Kredibilitas Joko Anwar sebagai seorang sineas memang tak perlu diragukan lagi. Beberapa film karyanya sukses besar di pasaran dan berhasil ditayangkan di beberapa negara dan mengikuti festival film berskala internasional. Salah satu filmnya yang paling sukses adalah Pengabdi Setan yang bahkan sampai ditayangkan di Thailand.
Tak puas, Joko kembali terus produktif dengan membuat kembali film. Lewat tangan dinginnya, kini kita bisa menyaksikan film Gundala sebagai pembuka Jagat Sinema Bumilangit atau yang lebih dikenal dengan nama Bumilangit Cinematic Universe.
Tak mudah memang membuat film yang berkualitas. Selain membutuhkan kreativitas yang tinggi, film yang bagus juga nggak dibuat dalam waktu singkat.
Ditemui saat acara Gala Premier Gundala, di Epicentrum Kuningan, Jakarta Selatan, kepada Popbela Joko Anwar berbagi kisah perjuangannya membuat film. Bagaimana kisahnya?
Butuh Waktu Dua Tahun untuk Membuat Gundala
Film superhero mungkin menjadi tema baru bagi perfilman Indonesia. Selain kesulitan dari segi teknik, ide dan jalan cerita menjadi kendala tersendiri bagi para sineas untuk membuat film bertema pahlawan super. Apalagi, film besutan Marvel dan DC Comic selalu menjadi patokan para filmmaker Indonesia untuk membuat tontonan dengan tema serupa.
Untuk membuat film pahlawan super lokal, nggak ada yang nggak mungkin bagi Joko.
“Sebenarnya Indonesia punya kan karakter-karakter superhero lokalnya sendiri.
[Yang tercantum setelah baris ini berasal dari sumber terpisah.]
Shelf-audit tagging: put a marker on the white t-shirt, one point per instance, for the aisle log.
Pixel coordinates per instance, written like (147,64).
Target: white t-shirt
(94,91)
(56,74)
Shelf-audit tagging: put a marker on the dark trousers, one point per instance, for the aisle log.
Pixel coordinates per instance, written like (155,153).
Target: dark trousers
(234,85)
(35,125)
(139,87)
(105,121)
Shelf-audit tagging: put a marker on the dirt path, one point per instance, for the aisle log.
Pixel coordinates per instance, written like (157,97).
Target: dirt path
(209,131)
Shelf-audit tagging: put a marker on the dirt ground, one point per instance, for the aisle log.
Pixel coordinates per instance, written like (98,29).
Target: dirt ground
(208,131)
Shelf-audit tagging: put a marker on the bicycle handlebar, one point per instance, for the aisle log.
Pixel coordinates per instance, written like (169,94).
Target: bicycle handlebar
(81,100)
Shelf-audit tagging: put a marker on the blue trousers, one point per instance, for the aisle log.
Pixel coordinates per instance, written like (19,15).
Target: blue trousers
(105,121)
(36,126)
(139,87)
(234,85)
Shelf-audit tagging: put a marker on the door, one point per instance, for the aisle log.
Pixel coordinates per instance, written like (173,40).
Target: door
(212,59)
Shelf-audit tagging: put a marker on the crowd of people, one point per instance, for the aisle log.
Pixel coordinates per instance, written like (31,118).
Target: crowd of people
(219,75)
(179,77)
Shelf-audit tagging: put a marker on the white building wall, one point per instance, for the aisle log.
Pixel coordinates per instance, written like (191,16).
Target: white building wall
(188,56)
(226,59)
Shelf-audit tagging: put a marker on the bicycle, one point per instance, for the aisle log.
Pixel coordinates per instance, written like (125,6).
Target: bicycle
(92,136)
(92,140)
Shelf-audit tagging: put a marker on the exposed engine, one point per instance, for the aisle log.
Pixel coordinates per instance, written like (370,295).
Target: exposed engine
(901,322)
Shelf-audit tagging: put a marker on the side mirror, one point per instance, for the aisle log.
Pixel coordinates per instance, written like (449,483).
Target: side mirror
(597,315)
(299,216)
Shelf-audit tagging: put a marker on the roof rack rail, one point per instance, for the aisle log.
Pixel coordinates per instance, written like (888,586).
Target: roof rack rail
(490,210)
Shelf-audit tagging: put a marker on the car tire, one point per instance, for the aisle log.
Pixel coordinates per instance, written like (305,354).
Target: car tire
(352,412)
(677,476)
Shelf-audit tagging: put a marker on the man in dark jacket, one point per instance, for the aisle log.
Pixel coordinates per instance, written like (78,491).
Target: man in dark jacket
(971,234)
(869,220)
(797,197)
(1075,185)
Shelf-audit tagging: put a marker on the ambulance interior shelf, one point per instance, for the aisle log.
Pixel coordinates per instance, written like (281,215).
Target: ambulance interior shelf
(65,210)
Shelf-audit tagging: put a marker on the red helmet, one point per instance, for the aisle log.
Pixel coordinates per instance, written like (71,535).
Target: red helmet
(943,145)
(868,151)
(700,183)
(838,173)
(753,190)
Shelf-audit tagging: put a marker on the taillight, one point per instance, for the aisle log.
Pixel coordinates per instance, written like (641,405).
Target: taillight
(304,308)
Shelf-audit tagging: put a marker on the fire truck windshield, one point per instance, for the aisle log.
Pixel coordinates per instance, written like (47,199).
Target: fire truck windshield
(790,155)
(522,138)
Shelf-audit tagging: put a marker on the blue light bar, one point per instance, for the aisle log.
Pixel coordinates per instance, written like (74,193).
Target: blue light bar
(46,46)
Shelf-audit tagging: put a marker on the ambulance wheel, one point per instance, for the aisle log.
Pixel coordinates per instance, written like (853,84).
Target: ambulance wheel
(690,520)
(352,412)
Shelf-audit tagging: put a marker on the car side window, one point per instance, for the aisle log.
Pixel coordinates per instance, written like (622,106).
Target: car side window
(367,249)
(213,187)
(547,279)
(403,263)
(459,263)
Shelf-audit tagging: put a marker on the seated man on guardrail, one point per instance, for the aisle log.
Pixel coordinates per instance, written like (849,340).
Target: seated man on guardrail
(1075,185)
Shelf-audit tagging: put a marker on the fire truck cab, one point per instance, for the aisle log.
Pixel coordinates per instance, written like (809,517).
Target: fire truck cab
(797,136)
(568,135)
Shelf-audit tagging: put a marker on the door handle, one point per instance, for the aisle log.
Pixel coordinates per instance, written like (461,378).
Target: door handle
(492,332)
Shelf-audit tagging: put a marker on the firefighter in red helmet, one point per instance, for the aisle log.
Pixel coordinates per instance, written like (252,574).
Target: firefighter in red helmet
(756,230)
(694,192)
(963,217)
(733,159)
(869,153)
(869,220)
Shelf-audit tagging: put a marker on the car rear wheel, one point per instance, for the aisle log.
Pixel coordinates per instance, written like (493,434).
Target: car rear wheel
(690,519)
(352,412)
Kenapa itu nggak diangkat dan dikembangkan menjadi film?” ungkap Joko.
Memang tak mudah untuk membuat film superhero lokal, namun Joko nggak menyerah. Meskipun itu artinya membutuhkan waktu yang cukup lama untuk menggarapnya.
“Pembuatan film ini dari mulai penulisan naskah sampai tayang kurang lebih membutuhkan waktu dua tahun. Naskah ditulis sejak September 2017, mulai proses syuting di 2018 dan akhirnya tayang sekarang. Dari semuanya, proses terlama itu saat finishing, sekitar delapan bulan. Karena harus ada editing, penambahan special effect dan lainnya,” ungkap Joko.
Film yang Berkelanjutan, Proses Perjuangan Seorang Sutradara Terberat
Tak mudah memang membuat film superhero yang diadaptasi dari komik. Sebab, banyak hal harus disesuaikan. Namun, bukan itu yang menjadi perjuangan terberat Joko saat membuat film. Film yang berkelanjutanlah yang menjadi proses perjuangan terberat seorang sutradara.
“Hal paling struggle yang aku alami saat mengerjakan proyek film adalah bagaimana aku bisa membuat film ini terus berkelanjutan. Pasti semua orang ingin filmnya sukses. Jadi nggak setelah selesai terus sudah. Tapi, aku harus pastikan film ini berkelanjutan dengan cara membuat film yang sesuai dengan sensibilitas masyarakat saat ini.”
Gundala, Film yang Melengkapi Komik
Sebagai penggemar berat komik Gundala, Joko ingin film buatannya dapat diterima oleh penonton Indonesia, termasuk mereka yang sama sekali belum membaca komiknya. Hal ini menjadi tantangan tersendiri baginya.
“Aku memang suka banget sama Gundala, aku ingin orang-orang tahu kalau Indonesia juga punya pahlawan super mereka sendiri. Tapi, aku nggak bisa mengadaptasi komik Gundala begitu saja menjadi film karena pemahaman penonton Indonesia saat ini beda kan sama pembaca komiknya dulu. Itu tantangan buat aku untuk bagaimana menulis naskah yang baik sehingga film ini bisa berkesinambungan terus,” kata Joko.
Ketika ditanya soal perbedaan antara komik dan film, Joko mengatakan bahwa memang nggak semuanya sama persis. Namun, film dan komik Gundala adalah sesuatu yang saling melengkapi satu sama lain.
“Kalau kamu baca komiknya, kamu akan menemukan banyak perbedaan dan pertanyaan soal perbedaan antara komik dan filmnya. Aku memang sengaja membuat berbeda seperti ini karena film dan komik Gundala saling melengkapi satu sama lain. Bukan diadaptasi banget. Supaya tahu bedanya, langsung nonton saja ya filmnya,” tutup Joko.